The Bio Energy Base produces green energy locally by converting non-recyclable wood waste into steam, heat and power. That energy is supplied to nearby companies. “By offering local security of supply, we also strengthen the competitive position of the industry,” says Michael Corten, CEO of BEE. “In addition, we will attract new investments, which in turn will create jobs. We want to develop a local ecosystem and take further initiatives to evolve from a carbon neutral to a carbon negative company in the long run.”

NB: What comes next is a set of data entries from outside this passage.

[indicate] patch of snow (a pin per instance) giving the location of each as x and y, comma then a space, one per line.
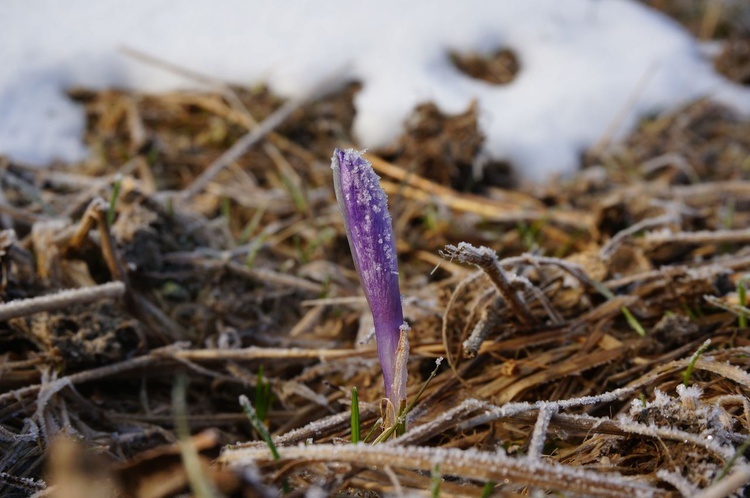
588, 67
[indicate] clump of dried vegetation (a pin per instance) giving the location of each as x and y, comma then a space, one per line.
599, 346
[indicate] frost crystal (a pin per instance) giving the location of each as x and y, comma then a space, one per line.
364, 207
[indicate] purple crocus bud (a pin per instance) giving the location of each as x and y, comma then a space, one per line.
364, 207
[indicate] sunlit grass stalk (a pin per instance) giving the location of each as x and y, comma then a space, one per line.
435, 484
258, 425
355, 416
742, 296
116, 186
691, 364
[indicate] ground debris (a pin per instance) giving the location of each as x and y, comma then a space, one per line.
566, 352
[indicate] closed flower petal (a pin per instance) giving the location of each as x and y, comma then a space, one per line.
364, 207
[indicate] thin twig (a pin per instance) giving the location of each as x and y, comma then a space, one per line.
61, 300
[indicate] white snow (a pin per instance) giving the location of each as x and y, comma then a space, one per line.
586, 65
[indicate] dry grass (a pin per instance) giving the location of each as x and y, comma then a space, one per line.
566, 343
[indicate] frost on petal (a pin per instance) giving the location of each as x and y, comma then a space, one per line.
364, 207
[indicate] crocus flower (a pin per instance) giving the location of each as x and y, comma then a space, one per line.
364, 207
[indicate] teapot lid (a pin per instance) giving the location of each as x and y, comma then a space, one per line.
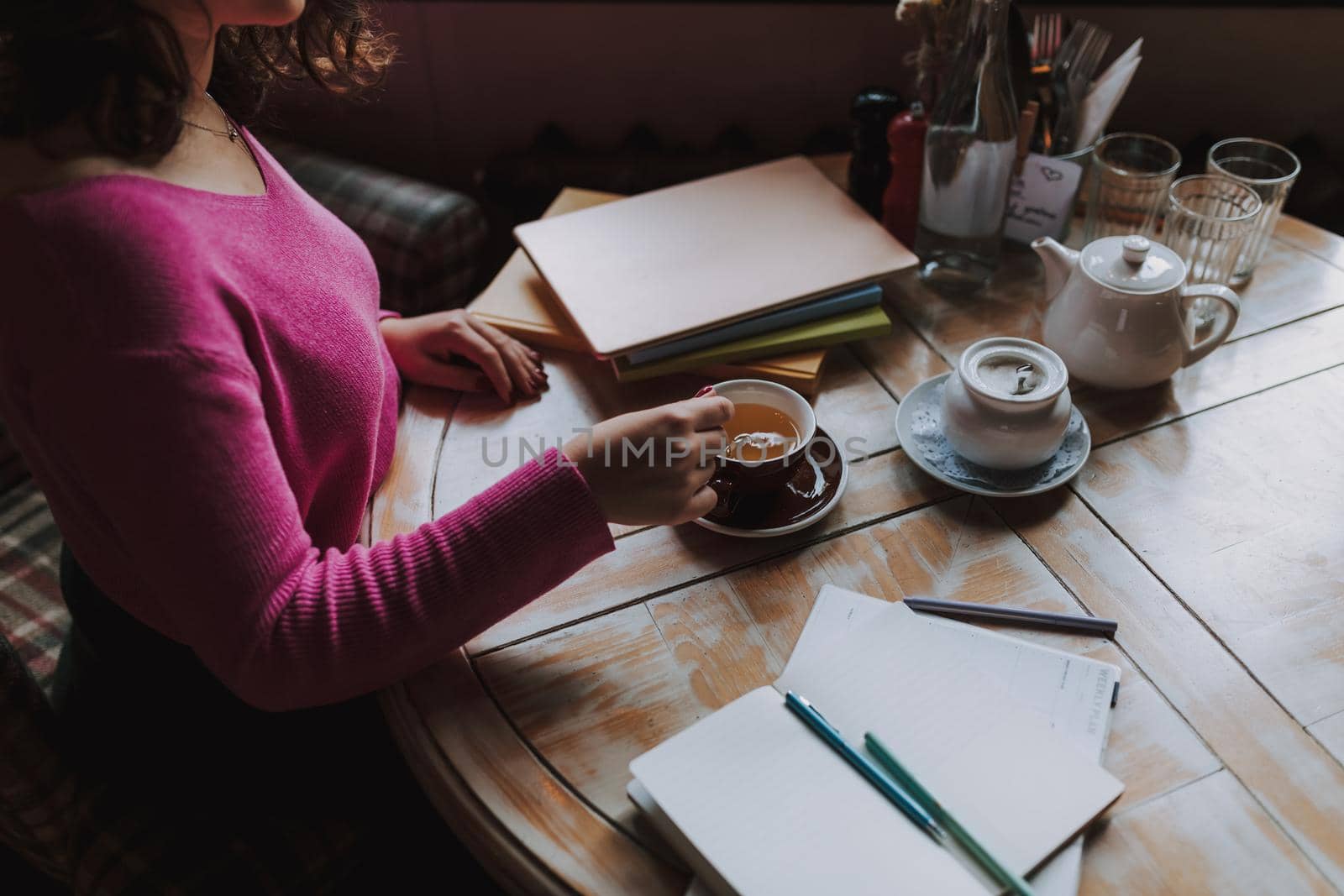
1133, 265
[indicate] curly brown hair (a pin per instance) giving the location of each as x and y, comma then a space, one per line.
118, 70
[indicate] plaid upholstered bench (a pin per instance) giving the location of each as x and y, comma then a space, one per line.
87, 835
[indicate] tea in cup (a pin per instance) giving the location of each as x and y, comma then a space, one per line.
768, 436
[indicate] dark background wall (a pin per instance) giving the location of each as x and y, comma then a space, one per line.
477, 80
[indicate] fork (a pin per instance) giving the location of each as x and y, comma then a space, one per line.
1073, 78
1047, 33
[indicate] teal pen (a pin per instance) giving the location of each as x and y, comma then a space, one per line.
978, 851
862, 765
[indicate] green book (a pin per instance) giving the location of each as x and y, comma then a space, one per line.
862, 322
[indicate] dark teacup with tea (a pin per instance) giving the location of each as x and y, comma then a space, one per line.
768, 437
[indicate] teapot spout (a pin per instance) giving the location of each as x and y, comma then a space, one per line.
1059, 264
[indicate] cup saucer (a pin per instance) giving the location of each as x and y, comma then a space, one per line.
810, 495
920, 432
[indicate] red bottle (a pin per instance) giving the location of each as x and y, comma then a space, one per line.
900, 201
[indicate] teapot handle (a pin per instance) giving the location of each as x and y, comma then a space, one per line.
1196, 351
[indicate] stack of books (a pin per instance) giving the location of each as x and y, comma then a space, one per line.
994, 746
753, 273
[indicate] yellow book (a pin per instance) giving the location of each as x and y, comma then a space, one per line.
864, 322
521, 302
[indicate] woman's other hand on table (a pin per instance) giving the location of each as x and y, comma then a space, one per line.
423, 349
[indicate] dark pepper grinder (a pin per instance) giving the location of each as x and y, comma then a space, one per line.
870, 167
900, 202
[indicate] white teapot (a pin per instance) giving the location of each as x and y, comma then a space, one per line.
1119, 311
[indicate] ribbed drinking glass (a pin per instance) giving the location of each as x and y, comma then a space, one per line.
1209, 219
1129, 181
1270, 170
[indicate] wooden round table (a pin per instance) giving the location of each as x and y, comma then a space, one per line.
1209, 521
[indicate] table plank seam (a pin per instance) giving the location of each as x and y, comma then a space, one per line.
1186, 606
1305, 249
438, 458
1211, 407
1120, 647
725, 571
1238, 661
551, 770
1148, 801
407, 698
905, 318
880, 383
1222, 644
1281, 324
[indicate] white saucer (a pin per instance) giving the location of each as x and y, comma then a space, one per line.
920, 432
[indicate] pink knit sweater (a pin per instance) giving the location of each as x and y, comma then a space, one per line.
199, 385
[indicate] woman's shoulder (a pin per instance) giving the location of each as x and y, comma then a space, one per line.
104, 261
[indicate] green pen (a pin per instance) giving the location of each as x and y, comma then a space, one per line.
917, 792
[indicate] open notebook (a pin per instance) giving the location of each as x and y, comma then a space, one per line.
759, 804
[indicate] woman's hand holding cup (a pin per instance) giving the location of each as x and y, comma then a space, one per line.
652, 468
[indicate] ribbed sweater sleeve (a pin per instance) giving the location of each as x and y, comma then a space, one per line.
172, 452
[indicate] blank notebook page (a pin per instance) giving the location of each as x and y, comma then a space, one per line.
1021, 788
777, 812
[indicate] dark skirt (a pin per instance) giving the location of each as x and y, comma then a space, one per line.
147, 719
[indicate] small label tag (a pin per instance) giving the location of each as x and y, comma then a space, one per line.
1042, 197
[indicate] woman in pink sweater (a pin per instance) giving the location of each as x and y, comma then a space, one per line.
195, 367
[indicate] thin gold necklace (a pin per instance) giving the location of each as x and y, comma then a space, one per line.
232, 134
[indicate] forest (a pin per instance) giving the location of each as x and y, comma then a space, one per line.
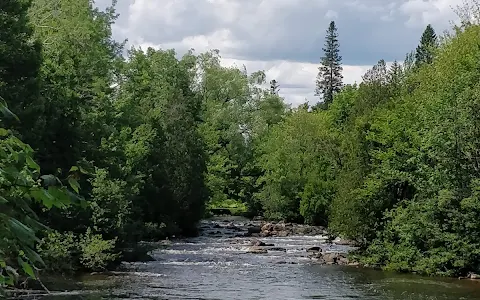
102, 146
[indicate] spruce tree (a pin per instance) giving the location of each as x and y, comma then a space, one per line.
20, 61
329, 78
274, 87
428, 43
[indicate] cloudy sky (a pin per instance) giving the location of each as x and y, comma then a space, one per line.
284, 37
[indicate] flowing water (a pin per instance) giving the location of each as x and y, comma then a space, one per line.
215, 266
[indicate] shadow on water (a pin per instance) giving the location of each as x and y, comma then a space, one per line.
218, 267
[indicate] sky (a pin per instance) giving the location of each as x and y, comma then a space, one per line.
284, 37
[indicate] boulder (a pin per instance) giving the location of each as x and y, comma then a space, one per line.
257, 250
334, 259
343, 242
136, 255
254, 229
473, 276
279, 227
282, 233
279, 249
267, 227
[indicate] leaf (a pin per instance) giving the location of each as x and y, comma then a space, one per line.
74, 184
5, 111
4, 132
43, 197
60, 195
33, 256
49, 179
22, 232
27, 268
32, 164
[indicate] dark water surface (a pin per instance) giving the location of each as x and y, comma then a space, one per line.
217, 267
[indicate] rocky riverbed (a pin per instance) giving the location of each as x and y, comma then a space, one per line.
239, 259
252, 234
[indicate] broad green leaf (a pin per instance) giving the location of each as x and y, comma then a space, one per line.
4, 132
74, 184
60, 195
22, 232
32, 164
43, 197
5, 111
49, 179
27, 268
33, 256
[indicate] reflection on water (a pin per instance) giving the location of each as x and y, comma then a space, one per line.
218, 268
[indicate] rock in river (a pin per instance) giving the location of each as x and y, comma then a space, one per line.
257, 250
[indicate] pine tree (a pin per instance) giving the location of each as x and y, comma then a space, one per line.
329, 78
428, 43
394, 78
274, 87
20, 60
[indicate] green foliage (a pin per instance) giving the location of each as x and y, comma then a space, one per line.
96, 253
329, 78
299, 159
426, 50
58, 251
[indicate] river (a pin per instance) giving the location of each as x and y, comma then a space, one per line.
215, 266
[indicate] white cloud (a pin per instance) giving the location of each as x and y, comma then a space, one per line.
421, 12
283, 37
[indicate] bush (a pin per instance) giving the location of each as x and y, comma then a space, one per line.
96, 253
58, 251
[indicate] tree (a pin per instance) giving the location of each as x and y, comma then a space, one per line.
20, 60
428, 43
329, 78
274, 87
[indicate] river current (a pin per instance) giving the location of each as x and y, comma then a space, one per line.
216, 266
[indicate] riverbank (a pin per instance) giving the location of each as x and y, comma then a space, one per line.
218, 264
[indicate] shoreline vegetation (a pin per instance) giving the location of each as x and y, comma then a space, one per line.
101, 150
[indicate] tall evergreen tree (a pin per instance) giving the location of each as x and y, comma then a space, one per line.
274, 87
329, 78
20, 61
428, 43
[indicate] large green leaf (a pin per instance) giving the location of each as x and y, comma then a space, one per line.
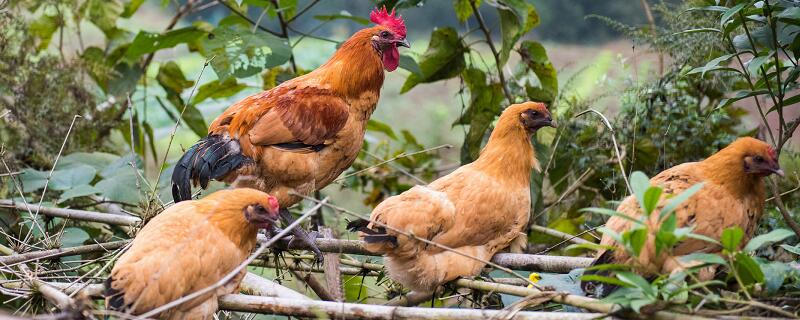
773, 236
71, 177
443, 59
236, 51
149, 42
535, 56
517, 17
104, 14
484, 105
217, 90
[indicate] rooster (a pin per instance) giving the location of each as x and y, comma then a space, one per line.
732, 194
479, 209
298, 137
188, 247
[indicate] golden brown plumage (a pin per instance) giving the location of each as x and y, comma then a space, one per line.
186, 248
732, 195
479, 209
300, 135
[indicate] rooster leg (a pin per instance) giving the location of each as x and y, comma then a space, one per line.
300, 236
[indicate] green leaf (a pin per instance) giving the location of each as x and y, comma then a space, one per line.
637, 281
408, 63
217, 90
463, 9
739, 96
104, 14
238, 52
730, 12
604, 279
484, 106
120, 187
637, 238
754, 65
72, 177
32, 180
702, 238
640, 184
171, 78
377, 126
443, 59
705, 258
535, 56
122, 164
77, 192
43, 28
792, 249
775, 274
517, 17
343, 15
651, 198
131, 7
731, 237
773, 236
749, 271
73, 237
713, 65
613, 213
149, 42
676, 201
98, 160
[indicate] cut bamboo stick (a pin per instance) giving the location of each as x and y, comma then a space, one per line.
337, 310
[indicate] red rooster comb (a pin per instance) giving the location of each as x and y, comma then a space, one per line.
386, 19
772, 153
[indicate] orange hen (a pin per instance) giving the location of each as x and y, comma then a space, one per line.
732, 195
299, 136
479, 209
186, 248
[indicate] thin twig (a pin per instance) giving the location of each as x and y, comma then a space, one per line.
614, 140
488, 35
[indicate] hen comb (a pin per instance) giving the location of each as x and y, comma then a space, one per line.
389, 20
772, 153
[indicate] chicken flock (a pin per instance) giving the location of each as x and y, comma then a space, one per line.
276, 147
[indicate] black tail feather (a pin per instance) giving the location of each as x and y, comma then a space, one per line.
211, 158
596, 288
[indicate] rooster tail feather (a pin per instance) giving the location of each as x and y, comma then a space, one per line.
212, 158
597, 288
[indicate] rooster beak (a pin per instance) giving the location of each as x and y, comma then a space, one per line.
403, 43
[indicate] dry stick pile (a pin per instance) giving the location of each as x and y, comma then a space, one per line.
284, 301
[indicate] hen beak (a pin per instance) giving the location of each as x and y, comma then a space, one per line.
403, 43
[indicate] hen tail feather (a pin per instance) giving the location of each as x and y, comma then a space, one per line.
212, 157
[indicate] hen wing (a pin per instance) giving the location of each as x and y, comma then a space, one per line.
177, 253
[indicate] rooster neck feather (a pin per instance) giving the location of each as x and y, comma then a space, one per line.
508, 154
355, 68
725, 168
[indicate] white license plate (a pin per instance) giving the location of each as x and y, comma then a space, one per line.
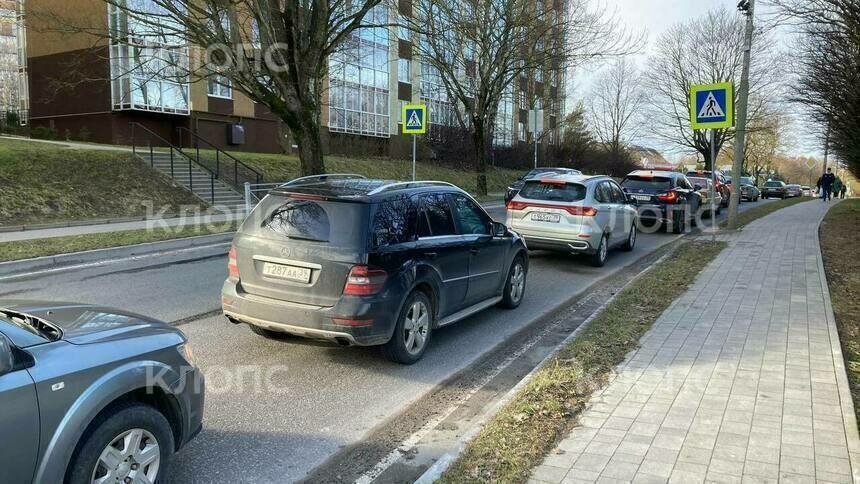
546, 217
290, 273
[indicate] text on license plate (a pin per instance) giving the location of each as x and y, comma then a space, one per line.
546, 217
291, 273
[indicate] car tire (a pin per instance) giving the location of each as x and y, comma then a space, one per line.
128, 424
515, 284
268, 333
598, 259
416, 318
631, 239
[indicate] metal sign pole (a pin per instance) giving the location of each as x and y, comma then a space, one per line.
714, 185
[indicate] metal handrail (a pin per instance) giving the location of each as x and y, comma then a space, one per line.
218, 151
168, 144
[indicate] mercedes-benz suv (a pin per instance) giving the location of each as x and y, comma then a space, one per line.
370, 262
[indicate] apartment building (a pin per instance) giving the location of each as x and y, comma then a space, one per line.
76, 80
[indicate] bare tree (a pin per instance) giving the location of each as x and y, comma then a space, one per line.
615, 102
478, 49
277, 53
828, 59
702, 51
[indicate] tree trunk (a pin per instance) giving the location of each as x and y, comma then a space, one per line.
481, 157
310, 148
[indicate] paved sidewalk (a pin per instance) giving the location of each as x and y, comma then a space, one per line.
740, 380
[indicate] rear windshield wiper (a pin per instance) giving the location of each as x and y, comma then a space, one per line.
32, 324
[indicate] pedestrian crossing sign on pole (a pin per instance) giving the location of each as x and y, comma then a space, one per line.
711, 106
414, 118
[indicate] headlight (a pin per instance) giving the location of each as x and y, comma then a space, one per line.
187, 353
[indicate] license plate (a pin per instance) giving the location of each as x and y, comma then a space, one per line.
546, 217
290, 273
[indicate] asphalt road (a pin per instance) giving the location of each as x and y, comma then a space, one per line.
277, 409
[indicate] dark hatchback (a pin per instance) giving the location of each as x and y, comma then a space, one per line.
370, 262
663, 197
518, 184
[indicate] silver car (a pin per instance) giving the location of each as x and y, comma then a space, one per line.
574, 213
91, 394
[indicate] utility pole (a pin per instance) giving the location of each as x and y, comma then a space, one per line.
747, 7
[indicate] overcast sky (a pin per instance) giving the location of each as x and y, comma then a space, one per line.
654, 17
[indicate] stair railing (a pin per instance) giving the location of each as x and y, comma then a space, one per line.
140, 133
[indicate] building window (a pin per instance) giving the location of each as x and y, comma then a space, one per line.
220, 86
404, 71
149, 64
358, 88
434, 94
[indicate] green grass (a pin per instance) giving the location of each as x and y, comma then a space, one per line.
838, 236
45, 183
516, 439
760, 211
28, 249
277, 168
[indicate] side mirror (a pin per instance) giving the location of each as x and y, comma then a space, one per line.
499, 229
7, 356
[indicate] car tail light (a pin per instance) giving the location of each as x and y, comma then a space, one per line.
573, 210
669, 197
232, 265
364, 281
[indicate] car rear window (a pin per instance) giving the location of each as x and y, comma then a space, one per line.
342, 224
554, 192
647, 183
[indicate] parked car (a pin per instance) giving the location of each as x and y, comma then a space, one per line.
749, 191
663, 197
793, 190
774, 189
370, 262
574, 213
703, 186
724, 185
515, 187
92, 394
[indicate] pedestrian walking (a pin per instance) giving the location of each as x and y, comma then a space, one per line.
826, 183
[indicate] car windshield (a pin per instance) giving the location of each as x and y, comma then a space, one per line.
637, 182
553, 192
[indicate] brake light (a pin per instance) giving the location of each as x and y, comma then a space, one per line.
669, 197
573, 210
232, 264
364, 281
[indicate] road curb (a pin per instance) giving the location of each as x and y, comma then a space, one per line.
12, 268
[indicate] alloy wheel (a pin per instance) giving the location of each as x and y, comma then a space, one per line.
133, 457
415, 327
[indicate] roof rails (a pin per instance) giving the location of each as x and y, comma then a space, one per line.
324, 177
416, 184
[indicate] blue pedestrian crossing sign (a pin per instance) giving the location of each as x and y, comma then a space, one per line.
711, 106
414, 118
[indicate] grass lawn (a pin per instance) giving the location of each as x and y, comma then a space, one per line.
517, 438
45, 183
277, 168
838, 235
760, 211
28, 249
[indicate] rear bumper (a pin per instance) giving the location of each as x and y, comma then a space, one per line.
314, 322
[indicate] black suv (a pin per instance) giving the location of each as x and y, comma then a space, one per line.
665, 197
370, 262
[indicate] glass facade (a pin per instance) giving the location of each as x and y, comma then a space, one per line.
149, 64
358, 81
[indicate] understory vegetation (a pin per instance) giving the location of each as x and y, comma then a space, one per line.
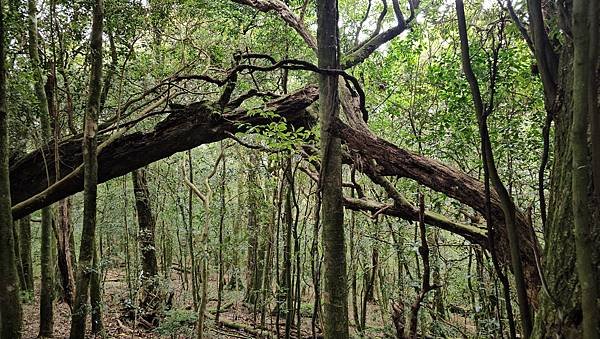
299, 169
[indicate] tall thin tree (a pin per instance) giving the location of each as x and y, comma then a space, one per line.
90, 173
335, 292
10, 305
585, 97
46, 265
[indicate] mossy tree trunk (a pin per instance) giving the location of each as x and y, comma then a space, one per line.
90, 170
584, 96
24, 225
561, 312
10, 304
149, 297
335, 291
46, 262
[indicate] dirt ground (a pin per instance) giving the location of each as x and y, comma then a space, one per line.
237, 320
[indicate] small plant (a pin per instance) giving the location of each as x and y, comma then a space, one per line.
178, 321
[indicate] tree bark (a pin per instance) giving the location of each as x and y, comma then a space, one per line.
90, 177
150, 299
47, 267
584, 98
10, 303
25, 249
560, 312
178, 132
335, 291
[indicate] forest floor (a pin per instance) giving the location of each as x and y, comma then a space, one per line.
237, 319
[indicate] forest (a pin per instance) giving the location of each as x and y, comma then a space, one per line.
299, 169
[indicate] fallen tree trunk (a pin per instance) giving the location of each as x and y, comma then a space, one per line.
394, 161
180, 131
194, 127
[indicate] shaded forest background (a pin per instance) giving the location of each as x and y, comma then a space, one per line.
299, 169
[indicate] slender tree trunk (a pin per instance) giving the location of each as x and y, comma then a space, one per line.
96, 294
255, 249
150, 300
90, 173
583, 74
47, 267
287, 249
508, 207
10, 304
335, 291
222, 211
65, 251
25, 251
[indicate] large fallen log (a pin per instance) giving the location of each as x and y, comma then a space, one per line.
180, 131
199, 125
392, 160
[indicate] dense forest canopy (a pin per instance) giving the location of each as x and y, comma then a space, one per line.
299, 168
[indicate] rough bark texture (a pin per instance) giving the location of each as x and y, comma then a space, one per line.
582, 199
394, 161
90, 178
256, 254
150, 300
47, 267
25, 249
64, 234
178, 132
10, 304
560, 312
335, 291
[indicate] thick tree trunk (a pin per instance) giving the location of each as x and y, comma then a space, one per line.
90, 177
10, 303
150, 300
335, 291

Chemical company Gadot was the first to join the Ghent cluster: BEE invested in an underground steam pipeline so that the company can switch from fossil to renewable energy. French biotech company Innovafeed is also stepping in and plans to build its largest facility here for the production of bio-proteins based on cultured flies. The proteins are used in animal feed, for example for breeding salmon. The presence of a reliable source of sustainable energy was an important reason for Innovafeed to settle in Ghent.
Together with Ghent University, other port companies and North Sea Port, BEE is now also involved in a research project to capture and reuse CO2 (Carbon Capture and Utilization or CCU). Corten: “We assume that at cruising speed we will be able to save at least 265,000 tonnes of CO2 per year. That corresponds to the emissions from the gas consumption of half of the households in Ghent.”